Translate Haskell into English Manually

Write a program in Haskell that translates C type declarations into English.
Welcome to Haskell

I'm going to work my way toward the complete program via a series of smaller programs. Start by installing Hugs (, which is a friendly, easy-to-use interpreter for Haskell.

Let's start with the obligatory "Hello, World!":

main = do putStrLn "Hello, World!"

The advanced Haskell programmer may note that the do is not strictly required here. At this point, I'm going to "hand waive" and say that the do is syntactically unnecessary (I'm not referring to style) in the same way that the braces are unnecessary in the following C snippet:

if (n > 5) {
    n -= 3;

To run the program, simply execute the following at the command line:

$ runhugs hello_world.hs
Hello, World!

Translating the source into English, it's simply:

The value of main is to do:
    Write "Hello, World!\n"

I like to think of Haskell programs as a bunch of mathematical equations pretending to act like a programming language. After all, the following makes sense to a mathematician, but similar code most definitely won't work in most other languages:

a = 1
main = do print c
c = a + b
b = 2

No matter which order those four lines are arranged, it still works. In most languages, "a = 1" is read "set a equal to 1", but in Haskell, it's read as "a is defined to be 1". The order of the definitions don't really matter most of the time.

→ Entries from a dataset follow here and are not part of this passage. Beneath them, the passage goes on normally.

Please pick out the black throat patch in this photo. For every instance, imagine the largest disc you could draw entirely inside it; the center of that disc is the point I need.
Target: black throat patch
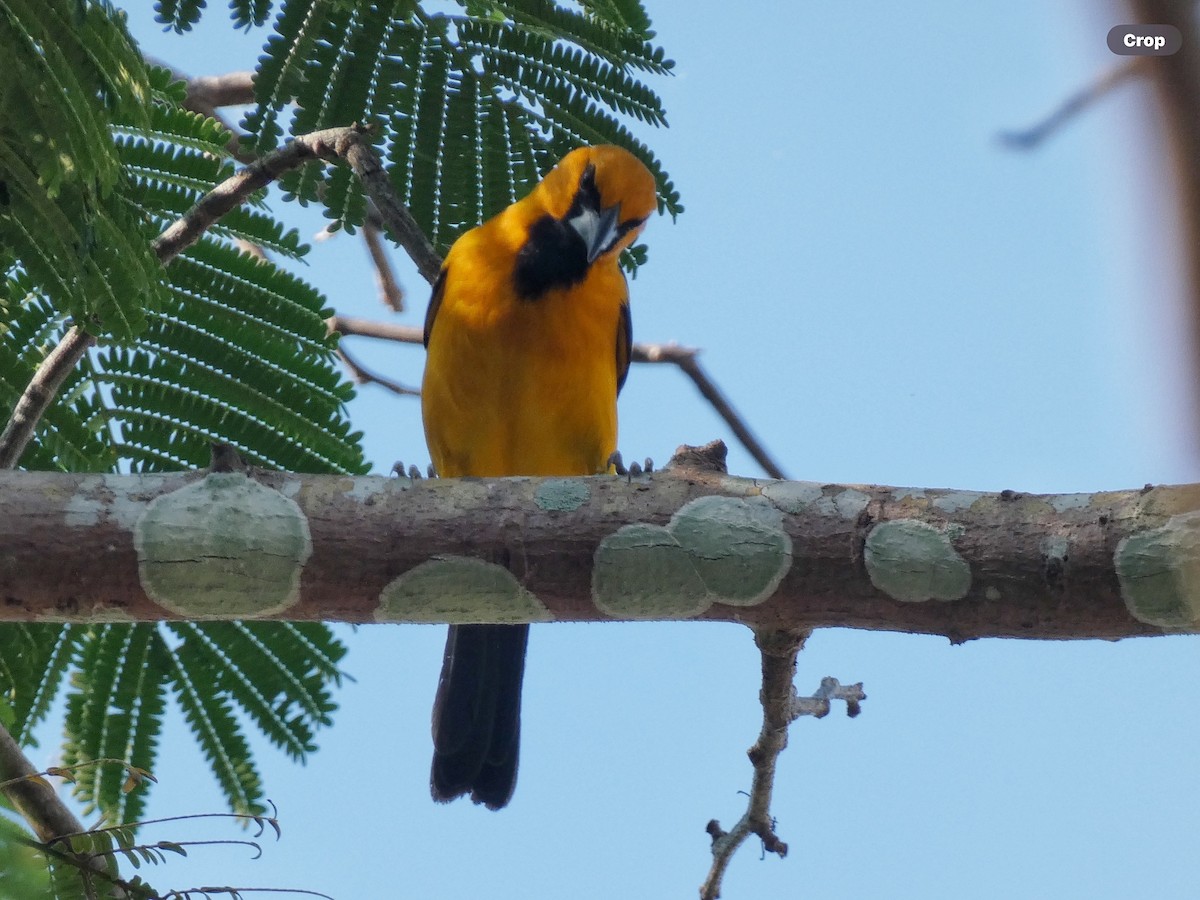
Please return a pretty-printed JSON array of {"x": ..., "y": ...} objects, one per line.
[{"x": 552, "y": 257}]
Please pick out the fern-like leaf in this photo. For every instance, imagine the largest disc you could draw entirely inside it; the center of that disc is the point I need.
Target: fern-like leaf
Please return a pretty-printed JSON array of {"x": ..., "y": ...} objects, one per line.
[{"x": 472, "y": 108}]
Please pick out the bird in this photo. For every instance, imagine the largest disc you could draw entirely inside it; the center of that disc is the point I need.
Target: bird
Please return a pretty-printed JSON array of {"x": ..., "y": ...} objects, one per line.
[{"x": 528, "y": 340}]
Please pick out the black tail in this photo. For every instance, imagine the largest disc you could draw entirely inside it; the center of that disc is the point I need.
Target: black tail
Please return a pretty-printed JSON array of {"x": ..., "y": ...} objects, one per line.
[{"x": 477, "y": 714}]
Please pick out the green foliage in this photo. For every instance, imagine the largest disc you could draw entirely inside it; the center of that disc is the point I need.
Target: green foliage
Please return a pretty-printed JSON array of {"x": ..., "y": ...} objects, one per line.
[
  {"x": 277, "y": 676},
  {"x": 23, "y": 873},
  {"x": 99, "y": 156},
  {"x": 219, "y": 346},
  {"x": 472, "y": 108}
]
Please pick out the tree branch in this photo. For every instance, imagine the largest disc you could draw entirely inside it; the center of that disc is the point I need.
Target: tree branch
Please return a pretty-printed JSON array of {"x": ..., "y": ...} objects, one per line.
[
  {"x": 31, "y": 795},
  {"x": 389, "y": 288},
  {"x": 1177, "y": 83},
  {"x": 1074, "y": 105},
  {"x": 40, "y": 393},
  {"x": 780, "y": 708},
  {"x": 681, "y": 544}
]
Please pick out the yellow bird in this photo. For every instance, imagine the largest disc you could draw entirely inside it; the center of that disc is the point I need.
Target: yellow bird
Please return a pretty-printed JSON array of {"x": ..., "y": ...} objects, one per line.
[{"x": 528, "y": 339}]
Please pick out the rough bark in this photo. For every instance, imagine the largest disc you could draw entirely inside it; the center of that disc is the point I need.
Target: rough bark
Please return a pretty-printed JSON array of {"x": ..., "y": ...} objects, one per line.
[{"x": 675, "y": 545}]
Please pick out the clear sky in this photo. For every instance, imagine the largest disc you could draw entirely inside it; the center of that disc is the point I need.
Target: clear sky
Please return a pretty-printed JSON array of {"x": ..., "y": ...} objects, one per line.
[{"x": 889, "y": 295}]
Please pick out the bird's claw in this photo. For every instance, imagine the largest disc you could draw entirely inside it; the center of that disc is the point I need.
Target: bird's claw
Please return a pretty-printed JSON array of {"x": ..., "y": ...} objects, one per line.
[{"x": 618, "y": 466}]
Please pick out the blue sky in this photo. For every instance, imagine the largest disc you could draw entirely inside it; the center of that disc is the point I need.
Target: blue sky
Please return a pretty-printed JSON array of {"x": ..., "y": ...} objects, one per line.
[{"x": 889, "y": 297}]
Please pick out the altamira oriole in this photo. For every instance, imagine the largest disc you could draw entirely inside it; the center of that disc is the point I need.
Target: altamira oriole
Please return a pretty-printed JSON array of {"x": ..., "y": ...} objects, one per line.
[{"x": 528, "y": 339}]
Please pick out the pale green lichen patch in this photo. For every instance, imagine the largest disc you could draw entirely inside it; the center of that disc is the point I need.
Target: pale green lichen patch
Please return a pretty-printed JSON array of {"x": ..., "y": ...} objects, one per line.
[
  {"x": 1159, "y": 573},
  {"x": 793, "y": 497},
  {"x": 738, "y": 547},
  {"x": 850, "y": 503},
  {"x": 461, "y": 591},
  {"x": 912, "y": 561},
  {"x": 222, "y": 547},
  {"x": 796, "y": 497},
  {"x": 642, "y": 573},
  {"x": 724, "y": 550},
  {"x": 1065, "y": 502},
  {"x": 1055, "y": 546},
  {"x": 562, "y": 495}
]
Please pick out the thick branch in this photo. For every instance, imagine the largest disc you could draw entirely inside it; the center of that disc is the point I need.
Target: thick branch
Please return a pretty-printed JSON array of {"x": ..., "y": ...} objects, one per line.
[
  {"x": 1177, "y": 82},
  {"x": 679, "y": 544}
]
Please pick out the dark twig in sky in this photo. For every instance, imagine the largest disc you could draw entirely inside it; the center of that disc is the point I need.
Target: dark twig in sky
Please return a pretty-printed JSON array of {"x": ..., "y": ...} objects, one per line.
[
  {"x": 1074, "y": 105},
  {"x": 780, "y": 708}
]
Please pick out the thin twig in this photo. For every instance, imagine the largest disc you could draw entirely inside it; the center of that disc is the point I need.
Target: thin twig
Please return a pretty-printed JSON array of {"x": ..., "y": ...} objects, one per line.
[
  {"x": 40, "y": 393},
  {"x": 365, "y": 376},
  {"x": 1074, "y": 105},
  {"x": 390, "y": 292},
  {"x": 780, "y": 708},
  {"x": 33, "y": 796},
  {"x": 327, "y": 144},
  {"x": 691, "y": 367},
  {"x": 395, "y": 215}
]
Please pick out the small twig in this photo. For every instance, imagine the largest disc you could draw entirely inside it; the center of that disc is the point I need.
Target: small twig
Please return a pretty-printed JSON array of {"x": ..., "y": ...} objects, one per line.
[
  {"x": 231, "y": 193},
  {"x": 780, "y": 708},
  {"x": 390, "y": 292},
  {"x": 690, "y": 366},
  {"x": 364, "y": 376},
  {"x": 31, "y": 796},
  {"x": 40, "y": 393},
  {"x": 1073, "y": 106}
]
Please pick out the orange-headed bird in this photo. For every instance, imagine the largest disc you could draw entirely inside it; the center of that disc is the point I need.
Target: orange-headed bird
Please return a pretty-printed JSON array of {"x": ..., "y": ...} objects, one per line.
[{"x": 528, "y": 337}]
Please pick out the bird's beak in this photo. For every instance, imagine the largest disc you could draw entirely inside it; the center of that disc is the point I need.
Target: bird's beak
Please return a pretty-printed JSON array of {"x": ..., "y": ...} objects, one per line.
[{"x": 598, "y": 228}]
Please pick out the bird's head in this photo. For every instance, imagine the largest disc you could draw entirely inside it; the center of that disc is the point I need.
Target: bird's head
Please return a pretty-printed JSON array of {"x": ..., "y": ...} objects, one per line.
[{"x": 603, "y": 193}]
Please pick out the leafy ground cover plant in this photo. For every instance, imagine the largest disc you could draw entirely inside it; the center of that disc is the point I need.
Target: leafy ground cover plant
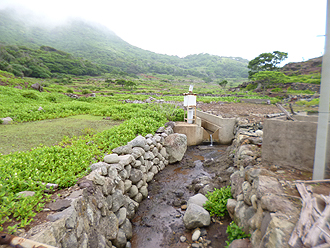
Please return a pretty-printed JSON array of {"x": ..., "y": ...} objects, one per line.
[
  {"x": 217, "y": 201},
  {"x": 235, "y": 232},
  {"x": 68, "y": 161}
]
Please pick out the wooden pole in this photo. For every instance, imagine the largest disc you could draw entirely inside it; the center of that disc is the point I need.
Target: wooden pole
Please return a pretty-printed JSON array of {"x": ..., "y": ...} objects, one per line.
[{"x": 323, "y": 120}]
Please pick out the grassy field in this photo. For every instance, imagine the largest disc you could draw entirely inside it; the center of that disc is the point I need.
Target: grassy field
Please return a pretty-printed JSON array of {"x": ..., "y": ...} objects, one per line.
[
  {"x": 28, "y": 135},
  {"x": 58, "y": 143}
]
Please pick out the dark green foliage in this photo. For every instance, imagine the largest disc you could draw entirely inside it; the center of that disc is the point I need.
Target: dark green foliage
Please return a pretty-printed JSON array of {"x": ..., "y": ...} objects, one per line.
[
  {"x": 266, "y": 62},
  {"x": 51, "y": 98},
  {"x": 111, "y": 54},
  {"x": 30, "y": 95},
  {"x": 235, "y": 232},
  {"x": 277, "y": 90},
  {"x": 43, "y": 62},
  {"x": 217, "y": 201},
  {"x": 251, "y": 86},
  {"x": 85, "y": 92},
  {"x": 223, "y": 83}
]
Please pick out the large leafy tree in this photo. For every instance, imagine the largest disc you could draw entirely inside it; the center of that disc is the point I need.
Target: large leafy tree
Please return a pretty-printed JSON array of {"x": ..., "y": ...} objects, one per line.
[
  {"x": 266, "y": 62},
  {"x": 265, "y": 78}
]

By the way, print c is the same as putStrLn (show c). show c converts c into a string; In Java, you'd write c.toString(). This illustrates three points:

  1. You don't use parentheses for function calls in Haskell (although you may sometimes have to wrap a particular argument in parentheses).

  2. In general, what would be object.method() in Java is written method object in Haskell.

  3. Every call to print implicitly calls show. Because Haskell is oriented toward functions, the idiom is to pass an object as the first argument to a function that acts like a method.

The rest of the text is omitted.